Spanish startup Multiverse Computing on Thursday said it has raised an enormous Series B round of €189 million (about $215 million) on the strength of a technology it calls “CompactifAI.”
CompactifAI is a quantum-computing inspired compression technology that is capable of reducing the size of LLMs by up to 95% without impacting model performance, the company said.
Specifically, Multiverse offers compressed versions of well-known, open-source LLMs – primarily small models – such as Llama 4 Scout, Llama 3.3 70B, Llama 3.1 8B, and Mistral Small 3.1. The company plans to release a version of DeepSeek R1 soon, and said it is working on more open source and reasoning models. Proprietary models from OpenAI and others are not supported.

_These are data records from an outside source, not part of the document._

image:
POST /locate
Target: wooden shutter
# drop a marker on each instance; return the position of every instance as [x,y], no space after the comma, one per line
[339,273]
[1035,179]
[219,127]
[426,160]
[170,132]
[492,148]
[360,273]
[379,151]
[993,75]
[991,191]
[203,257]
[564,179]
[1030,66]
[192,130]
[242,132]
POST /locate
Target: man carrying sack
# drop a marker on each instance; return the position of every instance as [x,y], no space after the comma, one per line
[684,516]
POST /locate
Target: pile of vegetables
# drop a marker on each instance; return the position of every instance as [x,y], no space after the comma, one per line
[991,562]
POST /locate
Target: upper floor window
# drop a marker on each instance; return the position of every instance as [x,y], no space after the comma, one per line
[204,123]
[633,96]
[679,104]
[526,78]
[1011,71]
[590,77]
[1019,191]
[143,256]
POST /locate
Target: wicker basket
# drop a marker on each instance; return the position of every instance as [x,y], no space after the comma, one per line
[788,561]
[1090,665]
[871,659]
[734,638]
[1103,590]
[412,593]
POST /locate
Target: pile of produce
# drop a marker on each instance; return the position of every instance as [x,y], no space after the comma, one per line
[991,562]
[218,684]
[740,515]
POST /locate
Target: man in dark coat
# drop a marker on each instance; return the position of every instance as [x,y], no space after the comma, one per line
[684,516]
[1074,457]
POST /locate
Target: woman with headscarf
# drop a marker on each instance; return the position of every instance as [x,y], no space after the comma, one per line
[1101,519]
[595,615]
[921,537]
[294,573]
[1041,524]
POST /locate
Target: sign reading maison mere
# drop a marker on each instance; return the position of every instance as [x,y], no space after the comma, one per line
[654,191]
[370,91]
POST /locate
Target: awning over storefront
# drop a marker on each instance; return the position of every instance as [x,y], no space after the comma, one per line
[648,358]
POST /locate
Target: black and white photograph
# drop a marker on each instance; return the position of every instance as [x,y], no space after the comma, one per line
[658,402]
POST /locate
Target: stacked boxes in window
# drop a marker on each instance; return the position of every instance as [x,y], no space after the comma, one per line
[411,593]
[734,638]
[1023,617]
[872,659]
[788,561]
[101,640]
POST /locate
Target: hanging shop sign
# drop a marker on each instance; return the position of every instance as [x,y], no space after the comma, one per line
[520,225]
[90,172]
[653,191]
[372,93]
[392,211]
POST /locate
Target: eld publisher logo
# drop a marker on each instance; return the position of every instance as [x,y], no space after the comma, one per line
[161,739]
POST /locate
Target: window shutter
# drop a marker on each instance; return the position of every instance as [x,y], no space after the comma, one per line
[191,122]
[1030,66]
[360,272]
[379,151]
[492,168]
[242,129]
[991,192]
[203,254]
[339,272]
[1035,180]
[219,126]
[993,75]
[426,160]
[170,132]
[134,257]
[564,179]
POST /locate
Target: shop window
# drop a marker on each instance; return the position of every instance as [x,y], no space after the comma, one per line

Its “slim” models, as the company calls them, are available via Amazon Web Services, or can be licensed for on-premise usage. The company says its models are 4x to 12x faster than comparable not-compressed versions, which translates to a 50% to 80% reduction in inference costs. For instance, Multiverse says its Lama 4 Scout Slim costs 10 cents per million tokens on AWS compared to Lama 4 Scout’s 14 cents.
Multiverse claims some of its models can be made so small and energy efficient that they can be run on PCs, phones, cars, drones, and even the DIY-enthusiast’s favorite tiny PC, Raspberry PI. (We are suddenly imagining those fantastical Raspberry PI Christmas-light houses upgraded with LLM-powered interactive talking Santas.)
Multiverse has some technical might behind it. It was co-founded by its CTO Román Orús, a professor at the Donostia International Physics Center in San Sebastián, Spain. Orús is known for his pioneering work on tensor networks (not to be confused with all the AI-related projects named Tensor at Google).
Tensor networks are computational tools that mimic quantum computers, but run on normal computers. One of their primary uses these days is compression of deep learning models.
Multiverse’s other co-founder, its CEO Enrique Lizaso Olmos, also holds multiple mathematical degrees and has been a college professor. He spent most of his career in banking, and is best known as the former deputy CEO of Unnim Bank.
The Series B was led by Bullhound Capital, which has backed companies like Spotify, Revolut, DeliveryHero, Avito, and Discord. HP Tech Ventures, SETT, Forgepoint Capital International, CDP Venture Capital, Santander Climate VC, Toshiba, and Capital Riesgo de Euskadi – Grupo SPR also participated in the round.
Multiverse says it has 160 patents and 100 customers globally, including Iberdrola, Bosch and the Bank of Canada. With this funding, it has raised about $250M to date.